Антон представлял сейчас Зорькину так отчетливо, будто видел ее наяву – жесты, улыбку, одежду, слышал интонации голоса. Чем больше копался в воспоминаниях, тем стыднее становилось за свое поведение – ну, честное слово, растерялся как мальчишка, впервые увидевший красивую девушку. От стыда поморщился и вдруг хлопнул ладонью по лбу – в уголках голубой косынки Зорькиной были маленькие белые якорьки. «Пижон! Такую деталь упустил. Косынка с якорьками, наверняка память о моряке. Девчата ведь тают от такой сентиментальщины… Но почему она его скрывает, моряка этого? Кто он такой, жених-заочник? Как они познакомились? А может, Маркел Маркелович ошибся, что Зорькина с моряком переписывалась? Может быть, с каким-нибудь летчиком или танкистом?

Лежать стало невмоготу. Антон оделся и вышел во двор. Под карнизом крыльца увидел длинные бамбуковые удилища и вспомнил, что прошлым вечером Маркел Маркелович хвалился: «В озере у нас добрые окуни водятся». Вспомнилось, как в детстве целыми днями мог торчать на берегу с удочкой. Вместе с Екатериной Григорьевной разыскал под крыльцом банку с червями, выбрал самое длинное удилище и тропкой, через огород, пошел к озеру.

По дороге вдоль берега изредка пылили автомашины, высоко нагруженные тюками прессованного сена. Колхозники, видимо, воспользовались ведром и старались не упустить ни одного погожего дня.
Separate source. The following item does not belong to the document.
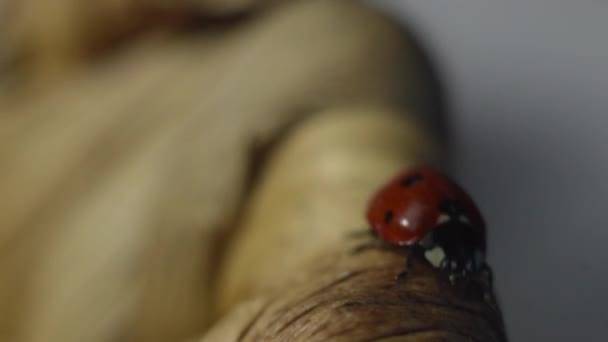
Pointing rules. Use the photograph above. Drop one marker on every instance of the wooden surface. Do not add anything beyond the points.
(188, 175)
В озере с визгом бултыхалась ребятня. В деревне, как обычно в сенокосную пору, было тихо. Только в одном дворе, неподалеку от Чернышевых, басовито орал плачущий ребенок и надсадный женский голос кого-то костерил на чем свет стоит:

– Пронька! Ох, Пронька, оглоблей тебя по макушке, сколько можно вдалбливать, чтоб глядел за дитем?! И что ты за человек уродился, даже к своему кровному дитю никакого сочувствия не имеешь! Да за какие грехи послал боженька тебя на мою голову?!
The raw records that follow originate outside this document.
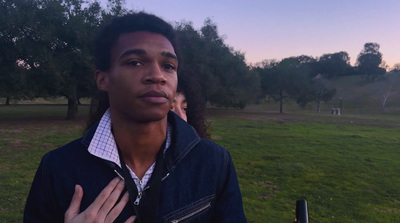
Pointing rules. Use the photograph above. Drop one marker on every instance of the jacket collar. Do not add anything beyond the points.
(184, 138)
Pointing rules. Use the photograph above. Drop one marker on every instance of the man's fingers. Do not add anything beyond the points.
(73, 209)
(114, 213)
(110, 202)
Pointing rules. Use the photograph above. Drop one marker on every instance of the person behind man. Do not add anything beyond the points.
(179, 105)
(172, 174)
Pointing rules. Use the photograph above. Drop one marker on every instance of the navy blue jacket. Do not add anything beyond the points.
(202, 185)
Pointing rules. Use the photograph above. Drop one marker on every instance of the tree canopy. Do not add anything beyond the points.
(369, 60)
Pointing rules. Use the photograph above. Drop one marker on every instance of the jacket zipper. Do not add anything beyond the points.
(191, 214)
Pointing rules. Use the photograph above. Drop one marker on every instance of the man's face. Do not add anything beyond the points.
(142, 80)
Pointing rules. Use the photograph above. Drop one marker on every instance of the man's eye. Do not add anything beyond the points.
(134, 63)
(169, 66)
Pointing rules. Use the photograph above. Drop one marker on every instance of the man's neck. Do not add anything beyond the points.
(139, 142)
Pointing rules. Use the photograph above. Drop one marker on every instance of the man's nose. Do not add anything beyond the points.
(155, 74)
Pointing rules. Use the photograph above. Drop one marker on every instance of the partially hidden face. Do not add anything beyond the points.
(142, 80)
(179, 106)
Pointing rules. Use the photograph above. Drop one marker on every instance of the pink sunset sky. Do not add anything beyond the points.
(276, 29)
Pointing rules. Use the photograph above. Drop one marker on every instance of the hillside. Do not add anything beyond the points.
(358, 96)
(361, 96)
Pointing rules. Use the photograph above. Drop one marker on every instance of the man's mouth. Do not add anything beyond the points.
(157, 97)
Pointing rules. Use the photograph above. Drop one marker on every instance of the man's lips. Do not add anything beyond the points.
(157, 97)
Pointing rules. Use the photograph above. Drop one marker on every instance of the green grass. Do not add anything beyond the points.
(347, 167)
(346, 173)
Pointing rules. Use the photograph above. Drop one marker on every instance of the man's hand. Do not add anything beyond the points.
(101, 210)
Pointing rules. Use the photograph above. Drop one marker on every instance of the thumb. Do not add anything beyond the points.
(73, 209)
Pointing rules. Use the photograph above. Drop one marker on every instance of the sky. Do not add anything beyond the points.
(277, 29)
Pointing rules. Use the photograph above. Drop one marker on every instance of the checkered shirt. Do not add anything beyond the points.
(103, 146)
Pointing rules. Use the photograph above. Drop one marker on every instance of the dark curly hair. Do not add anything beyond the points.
(196, 106)
(106, 40)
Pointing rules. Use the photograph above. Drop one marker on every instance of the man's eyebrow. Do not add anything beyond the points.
(134, 51)
(170, 55)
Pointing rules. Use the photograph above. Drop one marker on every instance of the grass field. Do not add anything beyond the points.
(347, 167)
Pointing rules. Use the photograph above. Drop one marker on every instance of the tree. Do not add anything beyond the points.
(318, 91)
(396, 68)
(369, 60)
(287, 79)
(15, 17)
(224, 77)
(334, 65)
– Чо расшумелась?… – огрызнулся заспанный мужской голос.

– Оглоблю через плечо! Степка на раскаленные угли сел, а тебе хоть бы хны!

– Пусть смотрит, поносник, куда садится… Откель там угли очутились?
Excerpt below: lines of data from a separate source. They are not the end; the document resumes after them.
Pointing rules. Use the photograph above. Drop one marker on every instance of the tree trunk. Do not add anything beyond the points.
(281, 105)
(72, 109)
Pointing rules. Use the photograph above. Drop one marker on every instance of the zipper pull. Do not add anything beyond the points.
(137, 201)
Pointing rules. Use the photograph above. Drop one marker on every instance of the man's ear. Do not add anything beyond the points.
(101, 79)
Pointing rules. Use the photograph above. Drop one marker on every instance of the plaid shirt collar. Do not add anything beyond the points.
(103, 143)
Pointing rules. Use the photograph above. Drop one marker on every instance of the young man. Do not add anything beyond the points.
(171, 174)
– Щас только утюг опростала, не успела отвернуться, а он уж мигом – тут как тут. Ну надо же так – все штаны наскрозь пропалил, хоть выбрасывай теперь…

Ребенок на одной ноте сипло кричал.

– Да не вопи ты, несчастье! Ничего твоей заднице не сделается, куда ты только ее не совал, горе мое луковое, – одним духом выпалила женщина и без передыха снова принялась за Проньку: – Да я ж завтра пойду к председателю с заявлением, чтоб он выпер тебя с бульдозера, это ж надо – в разгар сенокоса совсем заспался мужик. Ох, Проня, Проня, кончится мое терпение, вот увидишь…

Антон перешел дорогу, облюбовал место на берегу озера, наживил крючок и забросил леску. То ли время для клева было неподходящее, то ли оттого, что плескались и громко кричали купающиеся неподалеку дети, но поплавок ни разу не дернулся.

Морила духота. Солнце даже через рубашку немилосердно палило спину. Антон смотал леску и решил искупаться.

Вода у берега была теплой, как парное молоко. Размеренными крупными саженками поплыл к острову. Легко отмахал почти половину расстояния, оглянулся и подумал, что так далеко еще ни разу не заплывал. Отдохнув на спине, развернулся и поплыл к бултыхающейся, визжащей детворе. Заметив его, дети перестали брызгаться водой и что-то закричали, размахивая руками. «Дяденька… там родники…» – только было разобрал Антон и почувствовал, как все тело словно кипятком ошпарила ледяная вода. Не раздумывая, рванулся в сторону, но вдруг ноги свело от холода. Изо всех сил стал грести руками – берег придвинулся заметнее, но судорога теперь уже сводила все тело. Антон перевернулся на спину, надеясь отдохнуть, однако стянутые режущей болью мышцы не расслаблялись. Попробовал достать дно, не рассчитал вдоха и хлебнул воды. Тотчас вода стала заливать нос, уши, захлестывать глаза. Из последних сил греб стопудовыми непослушными руками, а берег почти не приближался. «Дотяну… Дотяну… Дотяну…» – упрямо стал твердить про себя. Старался приподнять из воды лицо, чтобы глубже вдохнуть, но вместо воздуха широко открытым ртом хватал воду. «Сон в руку!… Сон в руку!…» – набатом загудело в голове. Мучительно старался вспомнить, от кого и по какому поводу слышал эти слова. Память не подчинялась, но он напрягал и напрягал ее, словно от этого зависело спасение. «Это мама говорила, когда сон сбывался», – наконец вспомнил со странным равнодушием и почувствовал такое облегчение, будто глубоко вдохнул спасительного воздуха…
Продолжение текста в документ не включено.